A boina do Álvaro e o povo
Quando, em 2019, entrevistei, para o Notícias de Fafe, o então treinador da AD Fafe, ele disse-me: “Foi a primeira grande entrevista que dei”. Olhando ao currículo, não era estranho que assim fosse.

Fora adjunto muitos anos e estava a emancipar-se na profissão. Álvaro Pacheco desde logo surpreendeu pelo discurso. Aqui poderia falar de dois tipos de discurso: o que normalmente os treinadores têm para fora e o outro que têm no balneário.
No caso de Álvaro Pacheco acho que o discurso é uno. Assisti, sem nunca me mostrar, a muitos treinos dessa época e apreciava a forma como o treinador falava com os jogadores. Eram injeções de moral a cada exercício, ânimo sempre elevado ao extremo e um cuidado especial a falar com aqueles que jogavam menos. Os ‘aziados’ do plantel recebiam mimos a rodos com Álvaro Pacheco. Aquela forma de estar cativava-me. Se no aspeto comunicacional os treinos eram fantásticos também no resto havia frutos. Os exercícios feitos vezes sem conta nos treinos eram depois replicados no jogo e quem assistia percebia esse decalque. As coisas não eram feitas por acaso.
Estava longe de imaginar, nessa altura, que Álvaro Pacheco teria a ascensão meteórica que se conhece, mas percebia que ali havia qualquer coisa de diferente.
Em Vizela o discurso manteve-se. A relação com os adeptos, o puxar pelos valores da terra, das raízes do clube, o fazer com que os futebolistas joguem com intensidade, que disputem cada lance como se fosse o último de uma final da Liga dos Campeões.
E depois veio a boina. A forma como Álvaro Pacheco soube capitalizar o facto de usar uma boina no banco de suplentes é extraordinária. Se José Maria Pedroto era o Zé do Boné, se João Alves ficou conhecido como o Luvas Pretas, já ninguém duvida que Álvaro Pacheco será reconhecido, também, pela boina. Tão marcante que no último Carnaval houve meninos em Vizela que se mascararam do treinador da equipa da sua terra.
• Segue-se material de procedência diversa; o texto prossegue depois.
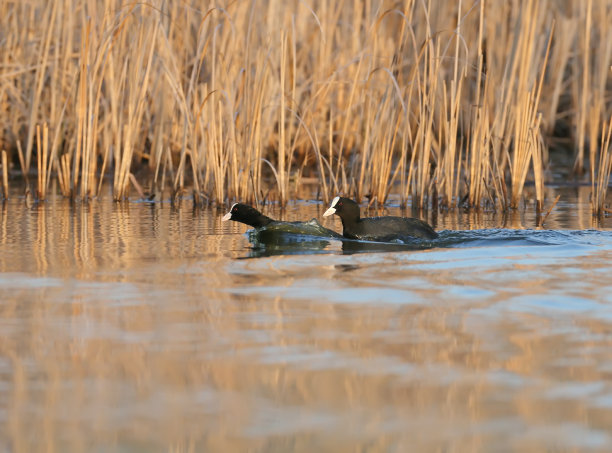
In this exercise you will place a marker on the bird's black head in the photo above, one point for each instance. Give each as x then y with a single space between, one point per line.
343 207
246 214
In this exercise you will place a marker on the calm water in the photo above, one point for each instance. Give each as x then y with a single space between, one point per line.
139 327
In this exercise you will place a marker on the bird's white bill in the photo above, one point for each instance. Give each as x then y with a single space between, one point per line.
332 208
330 211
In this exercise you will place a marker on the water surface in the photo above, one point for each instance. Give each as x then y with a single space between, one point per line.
139 327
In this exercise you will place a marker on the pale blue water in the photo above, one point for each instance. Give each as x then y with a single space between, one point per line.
146 328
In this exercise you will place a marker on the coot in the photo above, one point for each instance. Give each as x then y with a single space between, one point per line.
263 224
377 228
248 215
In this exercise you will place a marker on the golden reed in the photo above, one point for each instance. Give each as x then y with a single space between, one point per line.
445 103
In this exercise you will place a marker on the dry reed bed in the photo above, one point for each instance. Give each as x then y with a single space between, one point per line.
445 102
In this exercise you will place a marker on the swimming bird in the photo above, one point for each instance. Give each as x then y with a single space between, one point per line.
248 215
377 228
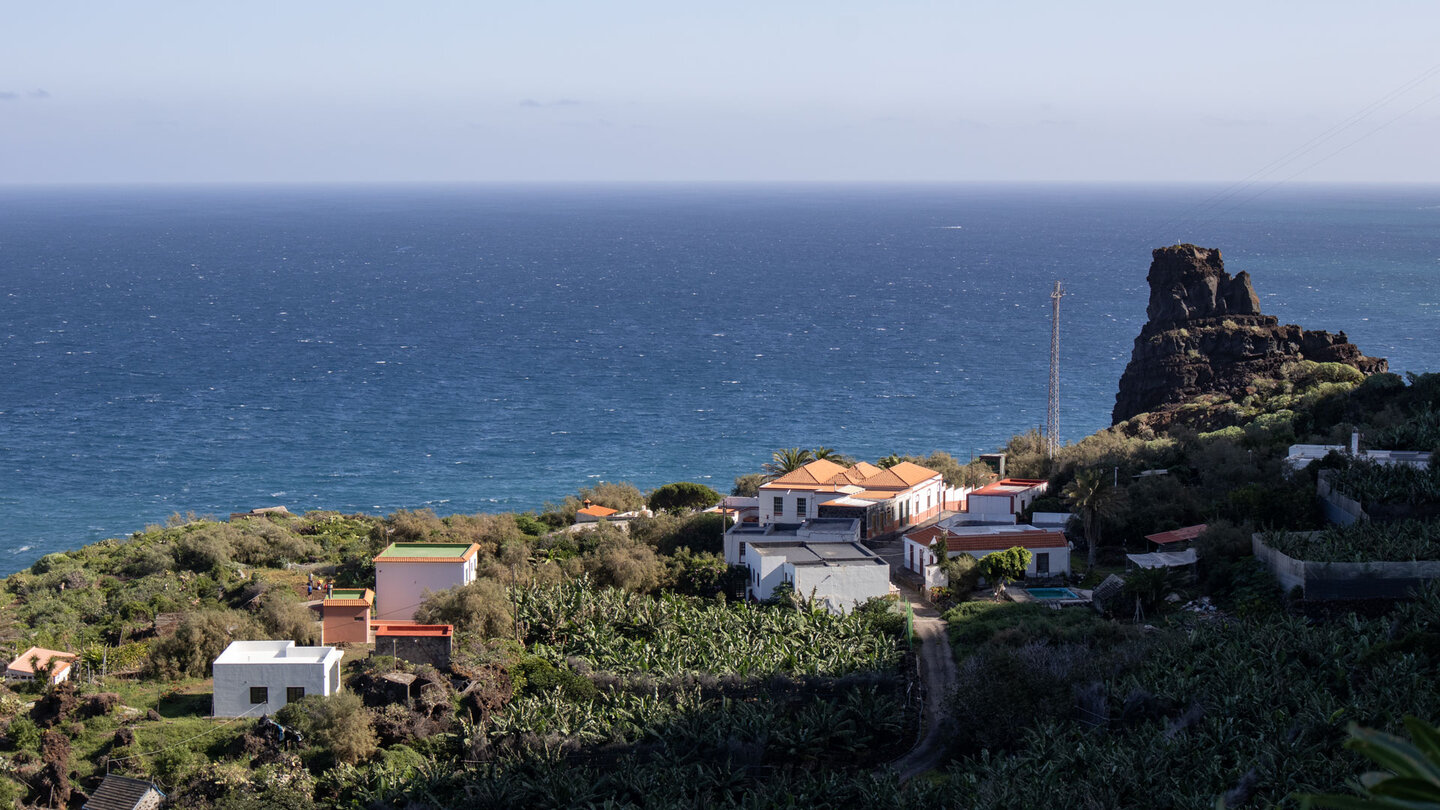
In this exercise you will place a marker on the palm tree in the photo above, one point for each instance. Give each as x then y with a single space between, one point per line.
1095 499
786 460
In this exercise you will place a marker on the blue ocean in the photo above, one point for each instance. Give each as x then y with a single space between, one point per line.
467 349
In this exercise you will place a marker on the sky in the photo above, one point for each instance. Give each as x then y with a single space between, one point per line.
303 91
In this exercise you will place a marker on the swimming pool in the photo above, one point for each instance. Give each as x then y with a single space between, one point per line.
1053 593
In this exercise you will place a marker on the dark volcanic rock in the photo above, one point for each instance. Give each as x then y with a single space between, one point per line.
1206 335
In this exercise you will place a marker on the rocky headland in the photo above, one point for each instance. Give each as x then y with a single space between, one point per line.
1206 336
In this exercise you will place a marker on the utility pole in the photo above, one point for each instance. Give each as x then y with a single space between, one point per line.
1053 411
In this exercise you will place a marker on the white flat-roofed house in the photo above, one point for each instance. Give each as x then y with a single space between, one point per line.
406 572
1301 456
258 678
1004 499
1049 548
36 659
740 536
838 575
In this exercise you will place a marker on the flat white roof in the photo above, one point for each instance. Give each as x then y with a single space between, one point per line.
274 652
956 525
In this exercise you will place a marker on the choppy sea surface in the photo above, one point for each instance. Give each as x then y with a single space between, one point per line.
467 349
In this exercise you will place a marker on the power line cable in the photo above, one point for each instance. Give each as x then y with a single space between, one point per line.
1335 130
Este gesto foi extraordinário e mostra a ligação do treinador à terra, do tal discurso que passa, que motiva e agrega em torno de um objetivo. Não é de discursos muito elaborados mas é direto, sincero e quase sempre justo nas apreciações. Fala a linguagem do futebol, a linguagem do povo e o povo retribui. Não sejamos ingénuos ao ponto de pensar que o homem da boina ficará em Vizela para sempre e, aqui e ali, até já foi contestado pelos vizelenses. É assim a ditadura dos resultados.
Mas, não olvidem, que treinadores como Álvaro Pacheco a juntar a gente bairrista como a de Vizela fazem falta ao futebol português. Jogar em Vizela, contra a equipa da casa, não é tarefa fácil para ninguém e se mais ‘Vizelas’ e ‘Álvaros’ houvesse no futebol português o espetáculo ganhava.
Confesso-me fã de treinadores e clubes assim.